This paper presents PRESTO, a two-tier sensor architecture that comprises sensor proxies at the higher tier, each controlling tens of remote sensors at the lower tier. PRESTO1 proxies and sensors interact and cooperate for acquiring data and processing queries [4]. PRESTO strives to achieve energy efficiency and low query latency by exploiting resource-rich proxies, while respecting constraints at resource-poor sensors. Like TinyDB, PRESTO puts intelligence at the edge proxies while keeping the sensors inside the network simple. A key difference though is that PRESTO endows sensors with the ability to asynchronously push data to proxies rather than solely relying on pulls. Our design of PRESTO has led to the following contributions.
Model-driven Push: Central to PRESTO is the use of a feedback-based model-driven push approach to support queries in an energy-efficient, accurate and low-latency manner. PRESTO proxies construct a model that captures correlations in the data observed at each sensor. The remote sensors check the sensed data against this model and push data only when the observed data deviates from the values predicted by the model, thereby capturing anomalous trends. Such a model-driven push approach reduces communication overhead by only pushing deviations from the observed trends, while guaranteeing that unusual patterns in the data are never missed. An important requirement of our model is that it should be very inexpensive to check at resource-poor sensors, even though it can be expensive to construct at the resource-rich proxies. PRESTO employs seasonal ARIMA-based time series models to satisfy this asymmetric requirement.

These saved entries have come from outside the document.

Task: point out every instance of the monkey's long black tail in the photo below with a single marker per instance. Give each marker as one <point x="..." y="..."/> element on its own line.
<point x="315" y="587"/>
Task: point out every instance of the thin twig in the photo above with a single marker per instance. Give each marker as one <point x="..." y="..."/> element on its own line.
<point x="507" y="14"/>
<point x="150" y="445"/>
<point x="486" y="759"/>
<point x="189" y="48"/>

Support for archival queries: Whereas PRESTO supports queries on current data using model-driven push, it also supports queries on historical data using a novel combination of prediction, interpolation, and local archival. By associating confidence intervals with the model predictions and caching values predicted by the model in the past, a PRESTO proxy can directly respond to such queries using cached data so long as it meets query error tolerances. Further, PRESTO employs interpolation methods to progressively refine past estimates whenever new data is fetched from the sensors. PRESTO sensors also log all observations on relatively inexpensive flash storage; the proxy can fetch data from sensor archives to handle queries whose precision requirements can not be met using the local cache. Thus, PRESTO exploits the proxy cache to handle archival queries locally whenever possible and resorts to communication with the remote sensors only when absolutely necessary.

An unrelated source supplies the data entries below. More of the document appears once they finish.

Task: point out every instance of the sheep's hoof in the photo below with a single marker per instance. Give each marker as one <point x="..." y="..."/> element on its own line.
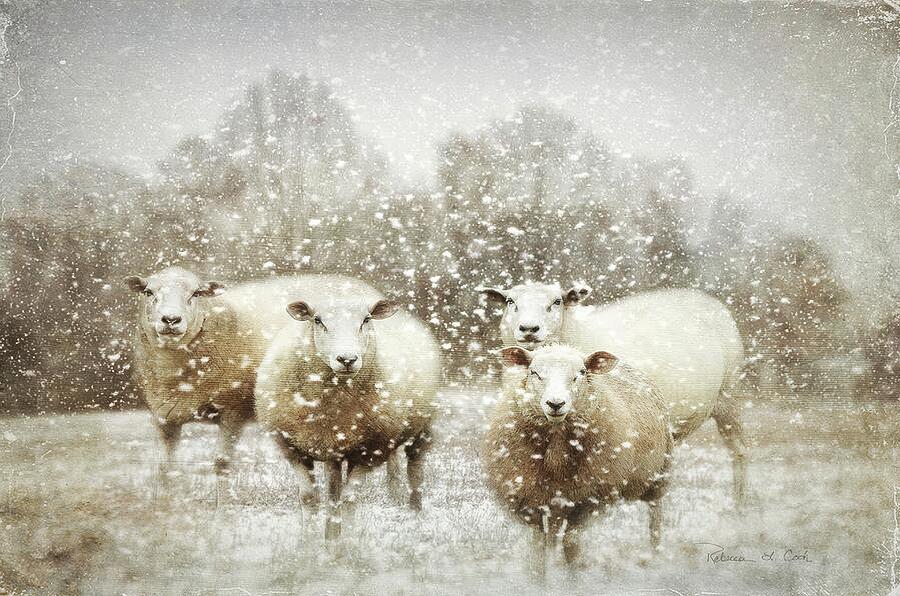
<point x="395" y="490"/>
<point x="332" y="529"/>
<point x="310" y="498"/>
<point x="222" y="465"/>
<point x="415" y="501"/>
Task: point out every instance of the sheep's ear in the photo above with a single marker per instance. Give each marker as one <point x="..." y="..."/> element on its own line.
<point x="493" y="294"/>
<point x="383" y="309"/>
<point x="300" y="310"/>
<point x="600" y="362"/>
<point x="135" y="283"/>
<point x="576" y="294"/>
<point x="515" y="356"/>
<point x="210" y="289"/>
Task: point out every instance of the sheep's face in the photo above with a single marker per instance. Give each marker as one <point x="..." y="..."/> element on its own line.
<point x="342" y="330"/>
<point x="555" y="375"/>
<point x="170" y="310"/>
<point x="534" y="312"/>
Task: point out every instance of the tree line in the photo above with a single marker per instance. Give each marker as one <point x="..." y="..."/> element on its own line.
<point x="286" y="184"/>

Adaptation to Data and Query Dynamics: Long-term changes in data trends are handled by periodically refining the parameters of the model at the proxy, which improves prediction accuracy and reduces the number of pushes. Changes in query precision requirements are handled by varying the threshold used at a sensor to trigger a push. If newer queries require higher precision (accuracy), then the threshold is reduced to ensure that small deviations from the model are reported to the proxy, enabling it to respond to queries with higher precision. Overall, PRESTO proxies attempt to balance the cost of pushes and the cost of pulls for each sensor.

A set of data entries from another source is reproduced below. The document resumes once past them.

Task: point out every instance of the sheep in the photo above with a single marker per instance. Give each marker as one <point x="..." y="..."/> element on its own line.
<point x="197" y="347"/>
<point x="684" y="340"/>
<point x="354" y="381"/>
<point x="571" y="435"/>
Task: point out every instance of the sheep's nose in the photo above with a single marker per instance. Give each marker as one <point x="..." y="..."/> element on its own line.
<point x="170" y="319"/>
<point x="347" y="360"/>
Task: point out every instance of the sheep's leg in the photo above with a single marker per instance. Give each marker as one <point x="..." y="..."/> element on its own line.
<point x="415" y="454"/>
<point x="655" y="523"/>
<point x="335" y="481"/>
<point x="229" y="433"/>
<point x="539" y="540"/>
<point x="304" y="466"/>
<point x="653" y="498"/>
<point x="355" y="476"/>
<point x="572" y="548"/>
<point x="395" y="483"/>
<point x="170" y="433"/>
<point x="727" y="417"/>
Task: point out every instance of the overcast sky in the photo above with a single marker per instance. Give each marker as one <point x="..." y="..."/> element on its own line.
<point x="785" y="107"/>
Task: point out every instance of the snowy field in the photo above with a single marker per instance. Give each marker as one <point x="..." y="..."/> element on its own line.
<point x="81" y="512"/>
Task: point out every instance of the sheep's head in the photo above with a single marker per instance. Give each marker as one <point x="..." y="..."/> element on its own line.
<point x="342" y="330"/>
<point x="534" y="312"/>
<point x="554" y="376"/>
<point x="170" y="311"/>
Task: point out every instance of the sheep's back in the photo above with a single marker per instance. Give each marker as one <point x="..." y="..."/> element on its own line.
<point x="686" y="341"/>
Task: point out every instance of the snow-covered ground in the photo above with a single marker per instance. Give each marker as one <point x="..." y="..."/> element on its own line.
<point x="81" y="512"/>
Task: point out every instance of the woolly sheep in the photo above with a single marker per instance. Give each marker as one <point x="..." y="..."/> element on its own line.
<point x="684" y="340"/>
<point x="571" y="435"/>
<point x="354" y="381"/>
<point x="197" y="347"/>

We have implemented PRESTO using a Stargate proxy and Telos Mote sensors. We demonstrate the benefits of PRESTO using an extensive experimental evaluation. Our results show that PRESTO can scale up to one hundred Motes per proxy. When used in a temperature monitoring application, PRESTO imposes an energy requirements that is one to two orders of magnitude less than existing techniques that advocate on-demand, proactive, or model-driven pulls. At the same time, the average latency for queries is within six seconds for a 1% duty-cycled five hop sensor network, which is an order of magnitude less than a system that forwards all queries to remote sensor nodes, while not significantly more than a system where all queries are answered at the proxy.
The rest of this paper is structured as follows. Section 2 provides an overview of PRESTO. Sections 3 and 4 describe the design of the PRESTO proxy and sensors, respectively, while Section 5 presents the adaptation mechanisms in PRESTO. Sections 6 and 7 present our implementation and our experimental evaluation. Finally, Sections 8 and 9 discuss related work and our conclusions.